Siempre me preguntan por qué me gusta tanto el terror, por qué me habita y cohabita casi todos mis espacios de distensión. «¿Qué te puede gustar del miedo y del horror?», me cuestionan unos con un gesto de disgusto desaprobatorio, mientras otros, con una curiosidad filosófica, quieren explicarse los mecanismos invisibles que me mueven hacia un género cuya popularidad e impopularidad comulgan a partes iguales. Inicialmente, mi respuesta era más ingenua, propia de un tiempo de crecimiento adolescente en el que la profundidad reflexiva aparecía a ratos torpemente. «Me gusta el miedo, sentir el miedo», decía. Y, aunque no perdía razón, pues esta emoción, llevada por la misma adrenalina, es tan adictiva que gesta un tropel eufórico en la espera de cada montaña rusa, ese era solamente uno de los explicativos que definían mi afición por el horror. Genuinamente, había mucha más complejidad, tanto si hablamos de factores personales, neuroquímicos o psicológicos.

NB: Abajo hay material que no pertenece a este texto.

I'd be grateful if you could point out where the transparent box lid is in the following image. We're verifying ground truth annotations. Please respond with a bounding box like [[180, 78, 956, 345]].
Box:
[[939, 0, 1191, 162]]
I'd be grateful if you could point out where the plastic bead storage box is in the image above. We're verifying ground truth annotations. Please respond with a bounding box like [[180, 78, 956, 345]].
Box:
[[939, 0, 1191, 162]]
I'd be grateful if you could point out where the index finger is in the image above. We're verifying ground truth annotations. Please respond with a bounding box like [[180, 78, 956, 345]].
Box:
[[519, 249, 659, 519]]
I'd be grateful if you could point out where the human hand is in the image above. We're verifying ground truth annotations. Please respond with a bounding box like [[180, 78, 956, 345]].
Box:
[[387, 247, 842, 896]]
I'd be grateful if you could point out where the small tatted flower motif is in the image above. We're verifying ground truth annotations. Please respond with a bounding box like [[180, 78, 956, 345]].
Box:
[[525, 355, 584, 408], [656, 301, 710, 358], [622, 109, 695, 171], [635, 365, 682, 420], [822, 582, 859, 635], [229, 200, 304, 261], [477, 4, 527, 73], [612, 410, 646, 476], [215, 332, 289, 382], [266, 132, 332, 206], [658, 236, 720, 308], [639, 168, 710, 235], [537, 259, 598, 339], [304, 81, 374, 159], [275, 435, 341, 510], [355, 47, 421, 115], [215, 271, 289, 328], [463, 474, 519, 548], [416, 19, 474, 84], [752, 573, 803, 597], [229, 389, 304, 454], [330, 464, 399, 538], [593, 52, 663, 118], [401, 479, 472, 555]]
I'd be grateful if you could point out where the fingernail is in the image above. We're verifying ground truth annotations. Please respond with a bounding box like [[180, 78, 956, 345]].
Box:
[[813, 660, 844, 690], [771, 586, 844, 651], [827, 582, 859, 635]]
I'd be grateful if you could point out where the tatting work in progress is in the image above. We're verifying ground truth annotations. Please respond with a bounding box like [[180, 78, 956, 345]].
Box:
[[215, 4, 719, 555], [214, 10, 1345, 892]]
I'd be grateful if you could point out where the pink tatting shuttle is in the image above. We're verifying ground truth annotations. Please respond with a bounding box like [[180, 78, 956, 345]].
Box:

A título personal, yo había creado un vínculo con el terror. El mismo vínculo que ustedes podrían haber forjado herreramente con las historias familiares en la infancia, yo lo había instaurado con las leyendas y los personajes de terror. Hubo tres mecenas que me patrocinaron durante mi aprendizaje. El primero de ellos (de quien hablaré en este apartado) fue mi padre. Él tenía un espacio interno reservado para todos aquellos personajes míticos y quiméricos que construían el universo literario de terror. Con una instrucción indirecta en las comidas familiares, su fascinación sincera y leal por Drácula, Frankenstein y Dr. Jekyll and Mr. Hyde me era transmitida subrepticiamente. Su propio amor por el terror se mezclaba e intersecaba con mi afecto de hijo y, entonces, aquellas figuras de terror ya no eran únicamente monumentos del espanto; ahora representaban vívida y tiernamente a mi padre. El vínculo que nos unía había teñido a esos mismos personajes que, a un gran número de personas, les producen los espasmos faciales más feroces al gritar de pavor.
Poco a poco, como psicólogo clínico, fui investigando más acerca de los factores que me podrían haber llevado a apreciar con tanta idolatría el género del terror. Allende el vínculo paterno que me había aproximado afectuosamente a este tipo de hórridas historias, descubrí que el terror (hablo de las películas, series y los libros de terror) era capaz de suscitar euforia y relajación alternadamente, como si fuese una montaña rusa o el esfuerzo físico que realizamos durante el ejercicio cardiovascular. Si nos introducimos en el cuerpo humano como unos buzos entrenados, principalmente en el cerebro y en su conexión con otros órganos, vamos a observar que surgen unas biomoléculas en grandes cantidades cuando presenciamos una escena de terror de alto voltaje. Estoy hablando de la adrenalina, la noradrenalina y el cortisol. Aunque en diferentes momentos (primero se segregan la adrenalina y la noradrenalina; luego, el cortisol), la producción de estas tres sustancias es indicador de una respuesta de estrés, similar a la que experimentamos cuando estamos frente a un problema, dificultad o conflicto. Sin embargo, como no es una demanda real, en lugar de sentir una tensión desapacible, nos activamos y vivimos un estado de euforia in crescendo. Es lo mismo que sentimos al descender a más de 100 kilómetros por hora en una montaña rusa, ¿verdad?
Luego de ver cómo estos tres tipos de sustancias se apoderan de nuestro sistema nervioso, vamos a detectar otra clase de biomolécula más. El cuerpo, evolutivamente sabio, con el objetivo de aliviarnos (recordemos que, en cierta medida, estamos estresadas y estresados), libera endorfinas, aquellas sustancias que nos ayudan a sentir menos dolor y, por ende, más placer, de la misma forma que un analgésico. De sentir un alto grado de tensión placentera, pasamos a la calma y el alivio, es decir, a la relajación. Para nuestro cuerpo, es como si acabásemos de llevar a cabo una rutina extenuante de ejercicios. En ese preciso momento, una suerte de paz fisiológica, de ataraxia somática nos sobreviene. El sosiego vence a la vehemente euforia.
Pero estas son solo dos razones por las que me gusta (nos gusta) el terror. El cerebro es más complejo, por lo que una afición puede ser explicada desde múltiples aristas. El vínculo que fortalece una inclinación y la motivación neuroquímica no bastan para comprender una variable del ámbito de lo humano. Sin embargo, dilatarse más en este tema daría para elaborar una tesina y no una columna de opinión. Es por ello que, tal como en una película contemporánea de terror, voy a dejar un final abierto, un final que ustedes podrán ocupar con sus propias conjeturas o investigaciones.